CopyCode The Code is as follows: nodelist body_nodes = This. getparser (). parse (body_filter );
For (INT I = 0; I <body_nodes.size (); I ++)
{
Node node = body_nodes.elementat (I );
Parser body_parser = new Parser (node. tohtml ());
Textextractingvisitor visitor = new textractingvisitor ();
Body_parser.visitallnodeswith (visitor );
Body. append (visitor. getextractedtext ());
}
Textextractingvisitor, visitallnodeswith, and other classes and methods are important but rare in visitor.
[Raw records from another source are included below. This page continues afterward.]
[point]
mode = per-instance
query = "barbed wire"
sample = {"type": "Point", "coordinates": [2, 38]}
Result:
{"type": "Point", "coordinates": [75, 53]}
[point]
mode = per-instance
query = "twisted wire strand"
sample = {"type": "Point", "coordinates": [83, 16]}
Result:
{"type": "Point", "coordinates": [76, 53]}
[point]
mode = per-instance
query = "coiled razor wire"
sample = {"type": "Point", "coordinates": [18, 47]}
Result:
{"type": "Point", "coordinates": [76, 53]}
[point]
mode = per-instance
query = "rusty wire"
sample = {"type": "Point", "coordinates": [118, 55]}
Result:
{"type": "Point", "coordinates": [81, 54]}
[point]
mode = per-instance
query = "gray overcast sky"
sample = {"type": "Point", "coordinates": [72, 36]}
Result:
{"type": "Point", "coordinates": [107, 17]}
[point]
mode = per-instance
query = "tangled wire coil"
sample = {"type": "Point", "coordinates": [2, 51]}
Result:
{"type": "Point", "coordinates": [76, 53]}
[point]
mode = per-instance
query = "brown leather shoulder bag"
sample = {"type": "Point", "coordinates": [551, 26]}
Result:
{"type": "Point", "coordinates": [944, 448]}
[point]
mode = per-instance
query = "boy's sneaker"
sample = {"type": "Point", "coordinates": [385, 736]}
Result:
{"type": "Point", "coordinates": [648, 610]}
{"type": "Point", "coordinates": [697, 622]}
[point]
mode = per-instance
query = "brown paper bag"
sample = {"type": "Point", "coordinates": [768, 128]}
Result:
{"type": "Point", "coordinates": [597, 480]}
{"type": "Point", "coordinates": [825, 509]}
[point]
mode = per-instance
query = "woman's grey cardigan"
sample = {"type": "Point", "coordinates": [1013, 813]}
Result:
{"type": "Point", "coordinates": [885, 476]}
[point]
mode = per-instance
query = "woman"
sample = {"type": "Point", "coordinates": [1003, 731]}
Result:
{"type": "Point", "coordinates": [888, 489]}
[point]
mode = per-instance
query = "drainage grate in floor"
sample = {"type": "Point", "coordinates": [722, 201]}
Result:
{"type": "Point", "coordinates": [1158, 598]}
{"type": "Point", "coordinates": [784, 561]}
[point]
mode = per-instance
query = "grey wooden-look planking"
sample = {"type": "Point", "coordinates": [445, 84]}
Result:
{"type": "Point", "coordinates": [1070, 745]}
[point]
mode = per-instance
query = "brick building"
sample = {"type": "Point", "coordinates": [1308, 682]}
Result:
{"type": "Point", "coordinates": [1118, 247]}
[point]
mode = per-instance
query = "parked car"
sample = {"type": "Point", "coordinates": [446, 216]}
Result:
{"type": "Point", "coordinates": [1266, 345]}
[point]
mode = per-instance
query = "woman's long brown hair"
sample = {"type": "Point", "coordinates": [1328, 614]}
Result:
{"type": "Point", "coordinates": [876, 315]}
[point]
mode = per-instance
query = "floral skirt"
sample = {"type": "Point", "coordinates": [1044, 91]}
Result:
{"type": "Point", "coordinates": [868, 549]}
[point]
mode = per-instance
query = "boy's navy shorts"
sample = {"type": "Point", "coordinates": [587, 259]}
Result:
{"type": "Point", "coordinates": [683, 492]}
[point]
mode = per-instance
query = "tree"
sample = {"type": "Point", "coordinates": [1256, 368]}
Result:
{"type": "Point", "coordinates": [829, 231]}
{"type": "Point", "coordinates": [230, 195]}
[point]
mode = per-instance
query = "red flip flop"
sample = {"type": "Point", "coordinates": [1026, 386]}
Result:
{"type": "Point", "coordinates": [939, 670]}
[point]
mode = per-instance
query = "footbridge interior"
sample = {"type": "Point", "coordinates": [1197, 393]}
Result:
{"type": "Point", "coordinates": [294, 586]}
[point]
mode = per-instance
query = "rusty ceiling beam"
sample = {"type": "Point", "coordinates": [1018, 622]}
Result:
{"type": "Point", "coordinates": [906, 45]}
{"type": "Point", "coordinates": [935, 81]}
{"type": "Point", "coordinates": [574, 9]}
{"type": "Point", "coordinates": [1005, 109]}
Attached belowSource code:Copy codeThe Code is as follows: Import java. Io. bufferedwriter;
Import java. Io. file;
Import java. Io. filewriter;
Import java. Io. ioexception;
Import java. util. date;
Import org.html parser. node;
Import org.html parser. nodefilter;
Import org.html parser. parser;
Import org.html parser. Filters. andfilter;
Import org.html parser. Filters. hasattributefilter;
Import org.html parser. Filters. haschildfilter;
Import org.html parser. Filters. tagnamefilter;
Import org.html parser. util. nodelist;
Import org.html parser. Visitors. textextractingvisitor;
Import com. Extractor. Extractor;
Public class extractorhangdian extends extractor {
Public void extract ()
{
Bufferedwriter BW = NULL;
String indextime;
String title;
Stringbuffer body = new stringbuffer ();;
Nodefilter time_filter = new andfilter (New tagnamefilter ("font"), new hasattributefilter ("color", "#808080 "));
Nodefilter title_filter1 = new andfilter (New tagnamefilter ("TD"), new haschildfilter (New tagnamefilter ("B ")));
Nodefilter body_filter = new andfilter (New tagnamefilter ("TD"), new haschildfilter (New tagnamefilter ("p ")));
Try
{
Nodelist title_nodes = This. getparser (). parse (title_filter1 );
Node node = title_nodes.elementat (0 );
Nodelist node2 = node. getchildren ();
// Title = node2.elementat (0). tohtml ();/* '\ r \ n '*/
// Title = node2.elementat (1). tohtml ();/* Font color = "#000080" style = "font-size: 14.4px */
// Title = node2.elementat (2). tohtml ();/* B */
Title = node2.elementat (3). tohtml ();/* notice of textbook subscription and instructor registration */
BW = new bufferedwriter (New filewriter (new file (this. getoutputpath () + title + ". txt ")));
String url_seg1 = getinputfilepath (). substring (3,30 );
Int end = getinputfilepath (). lastindexof (".");
String url_seg2 = getinputfilepath (). substring (30, end );
String url_seg = url_seg1 + ". asp? "+ Url_seg2;
Url_seg = url_seg.replaceall ("\\\\","/");
String url = "http: //" + url_seg;
Bw. Write (URL + newline );
Bw. Write (Title + newline );
}
Catch (exception E)
{
E. printstacktrace ();
}
This. getparser (). Reset ();
Try
{
Nodelist time_nodes = This. getparser (). parse (time_filter );
Node time_node = time_nodes.elementat (1); // here "1" indicates the second element that conforms to time_filter
Indextime = time_node.getnextsibling (). tohtml ();
Bw. Write (indextime + newline );
}
Catch (exception E)
{
E. printstacktrace ();
}
This. getparser (). Reset (); // obtain all TXT text except the tag.
Try
{
Nodelist body_nodes = This. getparser (). parse (body_filter );
For (INT I = 0; I <body_nodes.size (); I ++)
{
Node node = body_nodes.elementat (I );
Parser body_parser = new Parser (node. tohtml ());
Textextractingvisitor visitor = new textractingvisitor ();
Body_parser.visitallnodeswith (visitor );
Body. append (visitor. getextractedtext ());
}
Bw. Write (body + newline );
}
Catch (exception E)
{
E. printstacktrace ();
}
Try
{
If (BW! = NULL)
Bw. Close ();
} Catch (ioexception E)
{
E. printstacktrace ();
}
}
}
Here, by the way, BW was not switched off in the past, so why can't I read it? After several days, it was so depressing that it was very popular when I thought of it. Pay attention !!